La cuestión no sería, pues, dudar acerca de esa necesidad de actualizar las obras para, según cuentan los empresarios que las producen, atraer a un nuevo público. No, la cuestión sería saber cuáles son los motivos reales de ese entusiasmo sobre lo espectacular que se explica, según cuentan los propios espectadores, acudiendo a la emoción de la experiencia. La pregunta sería ¿experiencia respecto a qué?, ¿a la misma obra o a los elementos que la hacen digerible, entretenida?

¿Haría falta el concreto texto de Parsifal, e incluso su música, para provocar una emoción tan parecida a la que se experimentaba viendo a La fura dels bous? Es decir, ¿es la sabia adecuación de texto y escenografía lo que tanto emociona a los agradecidos espectadores de las obras dirigidas por Bieito? ¿Acaso los espectadores que acuden a ver Parsifal (por decir algo) entienden todos el alemán cantado de un texto basado en los difíciles poemas de Wolfram Von Eschenbach?

Yo por mi parte no rechazaría jamás ver una obra dirigida por Calixto Bieito si se me diera la oportunidad porque creo que, en efecto, sería acceder a la posibilidad de tener una experiencia privilegiada. Además, pocas veces he visto un documental hagiográfico sobre un creador en el que el creador me cayera tan bien. Cosa rara. Un tipo magnífico este Bieito.

Pero la cuestión de fondo es otra. La cuestión es si toda esa espectacularidad que tanto gusta en todo el mundo aporta algo a unas obras que se sustentarían en sí mismas sin necesidad de ella. Más allá, claro, de aportar eso que al parecer gusta a todo el mundo: leña visual. La pregunta sería pues ¿qué puede implicar esa necesidad de añadir leña a eso que funciona perfectamente con las ascuas?

Lo cierto es que no me gustaría ver un Willy Loman de La muerte de un viajante (Arthur Miller) interpretado por una prostituta decrépita. Otra cosa es que la viera y pudiera considerarla interesante, o por distinta o por controvertida o por perspicaz o por original. Pero ya se sabe; la categoría de lo interesante se inventó cuando se impuso un relativismo que consideraba desafortunado decir que las cosas se podían hacer mejor o peor, bien o mal. Y ya se sabe también, todo es interesante salvo para un idiota.

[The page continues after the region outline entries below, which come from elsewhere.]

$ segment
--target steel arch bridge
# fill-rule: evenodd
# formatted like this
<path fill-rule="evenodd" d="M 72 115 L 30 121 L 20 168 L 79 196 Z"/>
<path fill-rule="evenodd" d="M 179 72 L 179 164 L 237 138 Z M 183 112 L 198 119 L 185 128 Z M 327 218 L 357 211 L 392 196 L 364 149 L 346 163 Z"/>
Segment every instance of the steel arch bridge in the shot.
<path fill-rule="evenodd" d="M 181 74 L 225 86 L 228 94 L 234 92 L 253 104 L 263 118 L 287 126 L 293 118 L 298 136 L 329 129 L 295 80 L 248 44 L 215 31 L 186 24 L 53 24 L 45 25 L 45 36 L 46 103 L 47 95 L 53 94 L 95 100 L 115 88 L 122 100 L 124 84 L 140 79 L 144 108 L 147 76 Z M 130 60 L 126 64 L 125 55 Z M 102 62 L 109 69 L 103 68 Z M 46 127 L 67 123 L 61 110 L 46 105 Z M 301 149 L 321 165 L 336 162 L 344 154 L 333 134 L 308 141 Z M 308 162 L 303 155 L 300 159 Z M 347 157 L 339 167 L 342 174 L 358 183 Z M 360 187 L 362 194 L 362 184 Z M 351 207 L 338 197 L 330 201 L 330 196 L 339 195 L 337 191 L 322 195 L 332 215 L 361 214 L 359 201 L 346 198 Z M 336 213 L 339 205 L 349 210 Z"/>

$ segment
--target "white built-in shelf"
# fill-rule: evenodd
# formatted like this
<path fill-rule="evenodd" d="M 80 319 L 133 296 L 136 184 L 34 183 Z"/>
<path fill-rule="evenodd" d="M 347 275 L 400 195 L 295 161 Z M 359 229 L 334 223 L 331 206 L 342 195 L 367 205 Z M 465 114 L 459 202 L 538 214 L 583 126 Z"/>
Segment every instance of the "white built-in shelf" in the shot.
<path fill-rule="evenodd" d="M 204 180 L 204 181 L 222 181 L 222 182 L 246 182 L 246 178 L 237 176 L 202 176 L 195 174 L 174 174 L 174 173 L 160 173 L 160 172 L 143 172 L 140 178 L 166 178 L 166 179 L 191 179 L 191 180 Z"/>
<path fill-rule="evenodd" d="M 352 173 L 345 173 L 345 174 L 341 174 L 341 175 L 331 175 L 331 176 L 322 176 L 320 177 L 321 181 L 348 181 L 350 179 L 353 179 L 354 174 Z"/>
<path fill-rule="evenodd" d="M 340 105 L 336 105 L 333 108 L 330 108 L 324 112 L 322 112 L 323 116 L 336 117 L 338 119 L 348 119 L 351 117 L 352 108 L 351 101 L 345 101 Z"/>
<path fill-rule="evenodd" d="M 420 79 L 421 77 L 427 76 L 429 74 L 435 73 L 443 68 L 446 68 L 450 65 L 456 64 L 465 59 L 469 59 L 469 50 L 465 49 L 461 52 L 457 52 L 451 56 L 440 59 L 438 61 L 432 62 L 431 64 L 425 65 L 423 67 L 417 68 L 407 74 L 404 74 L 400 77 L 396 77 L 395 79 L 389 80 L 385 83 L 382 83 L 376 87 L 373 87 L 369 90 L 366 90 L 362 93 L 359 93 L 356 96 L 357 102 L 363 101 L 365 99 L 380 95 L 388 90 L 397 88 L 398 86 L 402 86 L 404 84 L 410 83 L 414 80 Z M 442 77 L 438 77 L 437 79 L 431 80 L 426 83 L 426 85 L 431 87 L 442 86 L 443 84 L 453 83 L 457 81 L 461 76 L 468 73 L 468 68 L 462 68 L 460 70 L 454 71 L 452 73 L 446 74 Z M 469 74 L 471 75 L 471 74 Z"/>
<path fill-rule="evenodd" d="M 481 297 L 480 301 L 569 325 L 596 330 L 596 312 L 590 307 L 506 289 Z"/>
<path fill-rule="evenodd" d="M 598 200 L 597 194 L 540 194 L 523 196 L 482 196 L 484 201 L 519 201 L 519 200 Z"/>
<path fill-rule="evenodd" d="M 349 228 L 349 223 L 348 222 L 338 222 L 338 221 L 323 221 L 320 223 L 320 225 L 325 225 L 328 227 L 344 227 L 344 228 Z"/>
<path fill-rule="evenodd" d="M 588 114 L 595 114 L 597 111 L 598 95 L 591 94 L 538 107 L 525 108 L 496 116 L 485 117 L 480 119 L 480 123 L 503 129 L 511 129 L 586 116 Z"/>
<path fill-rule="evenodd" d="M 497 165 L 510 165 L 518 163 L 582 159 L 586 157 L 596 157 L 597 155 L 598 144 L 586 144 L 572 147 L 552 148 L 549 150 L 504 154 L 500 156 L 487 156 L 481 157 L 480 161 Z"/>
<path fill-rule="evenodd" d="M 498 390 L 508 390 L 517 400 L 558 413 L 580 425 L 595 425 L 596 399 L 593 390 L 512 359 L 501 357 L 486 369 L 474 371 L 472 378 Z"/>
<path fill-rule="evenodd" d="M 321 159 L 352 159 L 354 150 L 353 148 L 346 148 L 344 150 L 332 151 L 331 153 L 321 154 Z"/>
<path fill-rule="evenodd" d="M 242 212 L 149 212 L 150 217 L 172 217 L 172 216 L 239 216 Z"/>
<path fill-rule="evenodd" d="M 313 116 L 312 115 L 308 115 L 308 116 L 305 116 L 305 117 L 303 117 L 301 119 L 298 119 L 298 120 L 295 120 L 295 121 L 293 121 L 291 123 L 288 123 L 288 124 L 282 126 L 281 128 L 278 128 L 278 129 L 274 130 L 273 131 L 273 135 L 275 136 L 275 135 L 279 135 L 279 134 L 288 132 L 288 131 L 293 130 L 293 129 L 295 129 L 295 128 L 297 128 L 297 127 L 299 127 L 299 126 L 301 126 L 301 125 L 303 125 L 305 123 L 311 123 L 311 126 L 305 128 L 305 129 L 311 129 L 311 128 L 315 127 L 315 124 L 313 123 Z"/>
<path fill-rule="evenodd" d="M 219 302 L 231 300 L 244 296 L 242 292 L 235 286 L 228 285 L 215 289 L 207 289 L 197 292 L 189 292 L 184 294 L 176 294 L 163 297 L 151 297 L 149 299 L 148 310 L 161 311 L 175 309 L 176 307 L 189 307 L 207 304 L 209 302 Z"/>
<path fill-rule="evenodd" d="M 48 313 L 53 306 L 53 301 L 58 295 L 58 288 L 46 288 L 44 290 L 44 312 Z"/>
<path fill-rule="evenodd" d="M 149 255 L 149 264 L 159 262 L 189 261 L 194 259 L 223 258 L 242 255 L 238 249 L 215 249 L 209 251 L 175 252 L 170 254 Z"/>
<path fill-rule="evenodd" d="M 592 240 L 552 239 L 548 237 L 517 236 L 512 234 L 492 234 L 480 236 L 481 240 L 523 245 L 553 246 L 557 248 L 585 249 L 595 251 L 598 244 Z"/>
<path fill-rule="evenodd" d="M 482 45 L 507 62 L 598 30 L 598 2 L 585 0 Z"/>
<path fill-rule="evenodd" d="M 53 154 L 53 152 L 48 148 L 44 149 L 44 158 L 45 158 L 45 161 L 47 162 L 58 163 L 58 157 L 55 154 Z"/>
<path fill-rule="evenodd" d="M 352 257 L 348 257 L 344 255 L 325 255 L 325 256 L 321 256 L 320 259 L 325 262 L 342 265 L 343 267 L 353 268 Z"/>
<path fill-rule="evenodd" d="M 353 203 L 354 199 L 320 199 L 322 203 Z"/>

La cosa es que ayer vi una pequeña obra de teatro realizada con cuatro chavos en un teatro donde las paredes se desconchan. Y logró emocionarme además de entretenerme. Por 10 euros. Me gustaría creer que el montaje de la obra sería el mismo aún cuando el presupuesto de la compañía se multiplicara por diez debido a las razones que fueran. Y me gustaría pensar que de aquí a unos años Bieito iba a renunciar categóricamente al estilo que le ha otorgado la fama para concentrarse en un estilo sobrio y austero. Aunque para eso hiciera falta espectadores sin gran poder adquisitivo. Y teatros cuyo principal objetivo no fuera la rentabilidad. Un imposible.